Travelers have a long history of give and take with Easter Island or Rapa Nui as it's known in the local language. Dutch sailors gave it a new name after landing there on Easter Sunday in 1722. In the mid-1800s, sailors from various nations took about 2,000 of the island's inhabitants to sell as slaves. There was little fight left in the Easter Islanders by the time two moai the island's iconic statues were removed by the crew of a British navy ship later that century.
Over 800 moai remain on the island, however, attracting all types of visitors, from seafarers Easter Island has become one of the world's most exotic cruise-ship stops to backpackers, who regularly make the six-hour flight from Chile or New Zealand to trek across the grassy hills and gaze at the giant stone figures.

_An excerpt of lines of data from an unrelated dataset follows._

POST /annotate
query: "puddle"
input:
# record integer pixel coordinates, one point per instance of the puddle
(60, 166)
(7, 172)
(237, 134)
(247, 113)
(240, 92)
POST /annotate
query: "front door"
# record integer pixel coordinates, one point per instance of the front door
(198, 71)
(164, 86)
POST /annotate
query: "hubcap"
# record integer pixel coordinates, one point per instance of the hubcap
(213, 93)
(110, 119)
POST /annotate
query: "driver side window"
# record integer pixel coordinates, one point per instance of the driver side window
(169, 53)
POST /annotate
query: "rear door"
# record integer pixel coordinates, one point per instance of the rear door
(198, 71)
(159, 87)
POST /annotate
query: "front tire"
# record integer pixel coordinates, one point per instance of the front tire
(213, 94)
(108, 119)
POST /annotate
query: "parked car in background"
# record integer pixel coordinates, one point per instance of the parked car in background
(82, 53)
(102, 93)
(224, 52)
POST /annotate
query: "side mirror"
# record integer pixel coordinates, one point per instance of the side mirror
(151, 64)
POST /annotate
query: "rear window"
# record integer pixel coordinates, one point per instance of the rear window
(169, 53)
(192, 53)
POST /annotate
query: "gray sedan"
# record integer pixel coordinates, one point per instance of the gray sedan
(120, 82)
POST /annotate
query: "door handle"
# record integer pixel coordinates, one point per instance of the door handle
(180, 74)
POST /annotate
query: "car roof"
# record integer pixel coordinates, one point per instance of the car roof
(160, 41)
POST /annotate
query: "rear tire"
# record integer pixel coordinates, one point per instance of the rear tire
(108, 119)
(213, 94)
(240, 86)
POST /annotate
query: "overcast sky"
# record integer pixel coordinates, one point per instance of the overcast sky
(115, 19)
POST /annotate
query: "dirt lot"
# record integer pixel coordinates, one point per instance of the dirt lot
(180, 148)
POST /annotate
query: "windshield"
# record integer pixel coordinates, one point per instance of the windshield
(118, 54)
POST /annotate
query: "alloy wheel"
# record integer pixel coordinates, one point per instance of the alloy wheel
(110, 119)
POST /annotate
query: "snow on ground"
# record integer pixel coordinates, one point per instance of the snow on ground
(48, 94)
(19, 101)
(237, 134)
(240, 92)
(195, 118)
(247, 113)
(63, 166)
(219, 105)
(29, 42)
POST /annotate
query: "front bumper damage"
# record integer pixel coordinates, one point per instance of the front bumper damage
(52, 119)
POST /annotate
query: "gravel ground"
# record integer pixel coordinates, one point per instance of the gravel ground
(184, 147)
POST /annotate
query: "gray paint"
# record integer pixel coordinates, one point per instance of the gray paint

But the accommodation on the island has been far less thrilling. The young and adventurous have their pick of tiny local hostels or guesthouses. Those looking for more luxury, though, had to stay in their cruise-ship cabins until now. In December 2007, Easter Island got its first proper hotel: Explora's Posada de Mike Rapu (www.explora.com). Named after the resident who owns the land, the contemporary lodge was built using local rock and Chilean wood, giving it a rustic but fresh look. The 30 airy bedrooms with curved, wood-lined walls that echo the boat-shaped homes of the first settlers each have sea-view window seats and slate-and-pine bathrooms. They are arranged around a central lobby with floor-to-ceiling windows and comfortable living areas where guests can curl up with a book or sip a Rapa Nui Cosmopolitan. The restaurant offers local salmon, lamb and quinoa, along with Chilean wines. This marriage of authenticity and luxury means the most valuable thing the modern visitor takes away is memories.